UPDATE 1-Romania’s central bank maintains interest rates and expects inflation to rise
BUCHAREST, Aug.6 (Reuters) – Romania’s central bank kept its benchmark interest rate at 1.25% on Friday, but said it would maintain tight control over money market liquidity, as inflation at short term will be considerably higher than expected.
A majority of analysts polled by Reuters expect the central bank to raise interest rates at the end of the first quarter of 2022, but use market liquidity so far as a way to tighten policy without further disrupt the current account deficit which increased in January. March at its fastest pace in 14 quarters.
The bank said it revised its inflation forecast for 2021 and 2022 above the previous 4.1% and 3.0%, respectively, mainly due to rising energy prices.
While inflation this year is expected to exceed its target of 1.5-3.5%, the bank said it expects it to return slightly below the upper band in 2022.

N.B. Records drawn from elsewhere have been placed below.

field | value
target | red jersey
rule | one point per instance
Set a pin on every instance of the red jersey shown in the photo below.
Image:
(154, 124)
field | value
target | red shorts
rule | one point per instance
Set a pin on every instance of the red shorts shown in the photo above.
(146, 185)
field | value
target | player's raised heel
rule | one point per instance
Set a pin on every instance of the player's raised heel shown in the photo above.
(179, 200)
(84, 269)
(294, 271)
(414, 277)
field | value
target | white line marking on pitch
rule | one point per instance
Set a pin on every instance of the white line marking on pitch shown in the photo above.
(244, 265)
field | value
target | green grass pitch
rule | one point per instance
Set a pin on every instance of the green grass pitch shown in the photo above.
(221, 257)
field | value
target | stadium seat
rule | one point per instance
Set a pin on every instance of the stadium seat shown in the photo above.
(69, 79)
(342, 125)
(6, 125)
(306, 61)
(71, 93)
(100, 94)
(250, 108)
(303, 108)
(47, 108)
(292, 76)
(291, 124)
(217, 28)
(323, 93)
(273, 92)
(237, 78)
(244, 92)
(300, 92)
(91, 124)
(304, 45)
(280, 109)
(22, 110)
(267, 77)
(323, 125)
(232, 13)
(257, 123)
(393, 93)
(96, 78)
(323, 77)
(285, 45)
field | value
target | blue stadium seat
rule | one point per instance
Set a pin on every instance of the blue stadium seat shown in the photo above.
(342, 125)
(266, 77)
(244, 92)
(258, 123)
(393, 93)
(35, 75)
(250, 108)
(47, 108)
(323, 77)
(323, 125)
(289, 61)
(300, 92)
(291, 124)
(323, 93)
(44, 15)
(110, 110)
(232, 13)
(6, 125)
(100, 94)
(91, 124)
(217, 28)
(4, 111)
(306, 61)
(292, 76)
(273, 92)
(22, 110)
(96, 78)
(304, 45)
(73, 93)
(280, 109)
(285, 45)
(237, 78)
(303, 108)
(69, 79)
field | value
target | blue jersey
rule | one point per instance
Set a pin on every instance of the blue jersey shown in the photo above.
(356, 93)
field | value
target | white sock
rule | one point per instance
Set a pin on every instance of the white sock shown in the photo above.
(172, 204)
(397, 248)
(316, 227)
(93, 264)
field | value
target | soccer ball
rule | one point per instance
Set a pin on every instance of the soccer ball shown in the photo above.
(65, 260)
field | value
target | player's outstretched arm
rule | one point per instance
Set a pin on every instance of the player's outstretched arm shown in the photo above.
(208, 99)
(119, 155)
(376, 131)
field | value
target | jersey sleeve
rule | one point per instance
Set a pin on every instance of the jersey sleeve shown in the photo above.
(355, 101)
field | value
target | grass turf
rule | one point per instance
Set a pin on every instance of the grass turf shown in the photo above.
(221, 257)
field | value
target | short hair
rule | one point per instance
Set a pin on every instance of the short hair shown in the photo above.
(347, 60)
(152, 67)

“The substantial increases in energy prices in July (…) push the annual inflation rate above previously anticipated levels, above the range of variation around the target, which is likely to ‘amplify and extend the transitory inflationary impact of factors on the supply side, “he added. the bank said in a statement.
Policymakers will release the latest inflation forecast on August 9.
The Hungarian and Czech central banks have already raised their interest rates to fight inflation, the first in the EU to do so since the start of the pandemic.
Romania’s high budget and current account deficits have kept its central bank from cutting borrowing costs as much as its peers, which analysts say gave it some leeway before recovering. In July, Governor Mugur Isarescu said the bank was evaluating a timeline for a return to policy normalization.